Today scientists at the Centre of Scientific Diving of the Biological Institute Helgoland start a project that is unique thus far for the North Sea: "MarGate", an innovative underwater experimental field.
In future, scientists want to acquire marine biology data with a high resolution in terms of time and space there by means of state-of-the-
art sensor technologies. These data will then be available online via the Internet. For instance, climatically and anthropogenically induced changes in the hydrography and ecology of the North Sea will be examined in order to gain a better understanding of and be able to model the mechanisms of changes in the ecosystem due to climate change.
"MarGate" is part of the COSYNA oceanographic research infrastructure coordinated by the GKSS Research Centre Geesthacht and financed within the research field "Earth and Environment" of the Helmholtz Association of German Research Centres. In addition to the Alfred Wegener Institute for Polar and Marine Research in the Helmholtz Association, several nearshore research centres and universities in Germany are involved. This will result in creation of modern infrastructure enabling multidisciplinary and interdisciplinary work in coastal areas.
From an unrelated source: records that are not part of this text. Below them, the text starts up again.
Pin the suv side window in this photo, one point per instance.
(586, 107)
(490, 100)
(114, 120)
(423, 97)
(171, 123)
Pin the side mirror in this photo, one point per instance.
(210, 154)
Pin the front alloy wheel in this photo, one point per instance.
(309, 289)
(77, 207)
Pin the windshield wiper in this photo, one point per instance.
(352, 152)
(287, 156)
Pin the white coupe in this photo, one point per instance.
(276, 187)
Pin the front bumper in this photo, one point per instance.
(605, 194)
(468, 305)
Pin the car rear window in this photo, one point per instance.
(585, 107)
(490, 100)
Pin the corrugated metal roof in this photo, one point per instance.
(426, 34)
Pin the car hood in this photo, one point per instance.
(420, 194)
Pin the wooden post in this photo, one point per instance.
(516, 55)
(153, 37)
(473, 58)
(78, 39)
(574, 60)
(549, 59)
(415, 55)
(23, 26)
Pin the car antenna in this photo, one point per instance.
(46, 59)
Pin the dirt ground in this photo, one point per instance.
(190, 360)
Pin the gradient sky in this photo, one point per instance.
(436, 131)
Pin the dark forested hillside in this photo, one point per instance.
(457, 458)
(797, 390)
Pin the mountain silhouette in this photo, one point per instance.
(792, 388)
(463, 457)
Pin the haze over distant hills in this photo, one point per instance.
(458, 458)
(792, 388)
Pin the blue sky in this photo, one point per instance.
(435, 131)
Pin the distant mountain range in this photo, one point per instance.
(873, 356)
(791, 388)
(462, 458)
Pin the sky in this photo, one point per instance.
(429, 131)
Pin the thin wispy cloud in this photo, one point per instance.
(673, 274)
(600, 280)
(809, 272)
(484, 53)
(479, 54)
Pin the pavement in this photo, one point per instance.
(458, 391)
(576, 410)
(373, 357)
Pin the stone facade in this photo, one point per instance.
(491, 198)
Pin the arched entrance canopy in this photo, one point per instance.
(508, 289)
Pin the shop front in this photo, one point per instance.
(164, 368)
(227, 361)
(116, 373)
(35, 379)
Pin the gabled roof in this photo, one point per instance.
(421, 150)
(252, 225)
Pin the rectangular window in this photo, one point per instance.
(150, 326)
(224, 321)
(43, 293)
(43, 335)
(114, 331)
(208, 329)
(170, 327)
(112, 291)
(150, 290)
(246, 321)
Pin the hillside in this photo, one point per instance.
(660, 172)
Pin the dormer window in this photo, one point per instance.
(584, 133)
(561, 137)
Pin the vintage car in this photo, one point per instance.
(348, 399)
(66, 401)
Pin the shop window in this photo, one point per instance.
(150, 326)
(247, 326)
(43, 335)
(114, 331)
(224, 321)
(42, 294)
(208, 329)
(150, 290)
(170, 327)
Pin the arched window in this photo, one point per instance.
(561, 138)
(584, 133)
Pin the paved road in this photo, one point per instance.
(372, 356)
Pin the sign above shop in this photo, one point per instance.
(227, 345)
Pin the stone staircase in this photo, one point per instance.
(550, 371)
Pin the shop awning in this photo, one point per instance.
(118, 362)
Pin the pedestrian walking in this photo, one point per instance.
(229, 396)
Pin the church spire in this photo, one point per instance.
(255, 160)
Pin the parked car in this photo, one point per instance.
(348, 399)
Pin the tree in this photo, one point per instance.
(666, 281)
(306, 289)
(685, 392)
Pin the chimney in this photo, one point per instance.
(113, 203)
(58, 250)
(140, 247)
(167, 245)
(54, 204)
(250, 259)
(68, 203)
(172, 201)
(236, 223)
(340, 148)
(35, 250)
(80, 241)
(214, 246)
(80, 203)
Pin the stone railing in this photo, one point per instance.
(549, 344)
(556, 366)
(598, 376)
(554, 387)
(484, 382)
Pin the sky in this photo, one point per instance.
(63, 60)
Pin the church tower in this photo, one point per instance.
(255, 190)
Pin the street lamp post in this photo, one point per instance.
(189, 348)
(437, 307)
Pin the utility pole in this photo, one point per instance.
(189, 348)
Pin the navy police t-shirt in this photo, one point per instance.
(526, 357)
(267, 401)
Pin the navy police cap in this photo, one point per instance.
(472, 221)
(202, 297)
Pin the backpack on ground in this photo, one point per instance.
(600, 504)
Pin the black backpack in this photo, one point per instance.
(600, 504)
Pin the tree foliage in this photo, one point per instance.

"Due to the unique location of Helgoland far from the German coast, in the middle of the North Sea, which is strongly influenced by climate change, we see the island as a strategic "hot spot" for marine research," states PD Dr. Philipp Fischer, scientific head of the Alfred Wegener Institute Centre of Scientific Diving and fish ecologist at the Biological Institute Helgoland. "The project gives us the opportunity to conduct experiments not only in the laboratory, but also under water directly in the North Sea over longer periods - which was previously possible only with the help of large and expensive research vessels," explains the dedicated scientific diver. "The island of Helgoland as the site offers us unique opportunities,
" Prof. Karen Wiltshire, director of the Biological Institute Helgoland that belongs to the Alfred Wegener Institute, is pleased to say.
To be able to meet the research demands of the scientists, the "MarGate" experimental field will be equipped with state-of-the-
art technology. In cooperation with GKSS there will be underwater high-speed data line connections, so-called "data nodes", at which - as in the laboratory - measuring equipment and sensors or probes can be hooked up and remote controlled via the Internet for longer periods of time. Plans include, for example, recording small crustaceans automatically in their habitat with a zooplankton camera and at the same time obtaining information on the temperature and salt concentration of the water and the distribution of nutrients. This combination of continuous measurements opens up new ways of recording material flows in the sea and analysing food webs.
Thought has also been given to the power supply. Underwater sockets as well as diverse methods for storm-proof positioning of scientific equipment under water, even at wind force 12, will be tested and developed there in future. "We see MarGate only as the first step of a necessary development in taking marine research to where life in the sea takes place, namely under water," says Fischer. To implement such a project not only scientifically but also in practice, however, first the basic structures have to be installed now. Concrete tetrapods, each weighing six tons, will be put in place at a water depth of up to ten metres. This is made possible by good cooperation with construction companies and engineers that are able to provide the structures and position them precisely under water.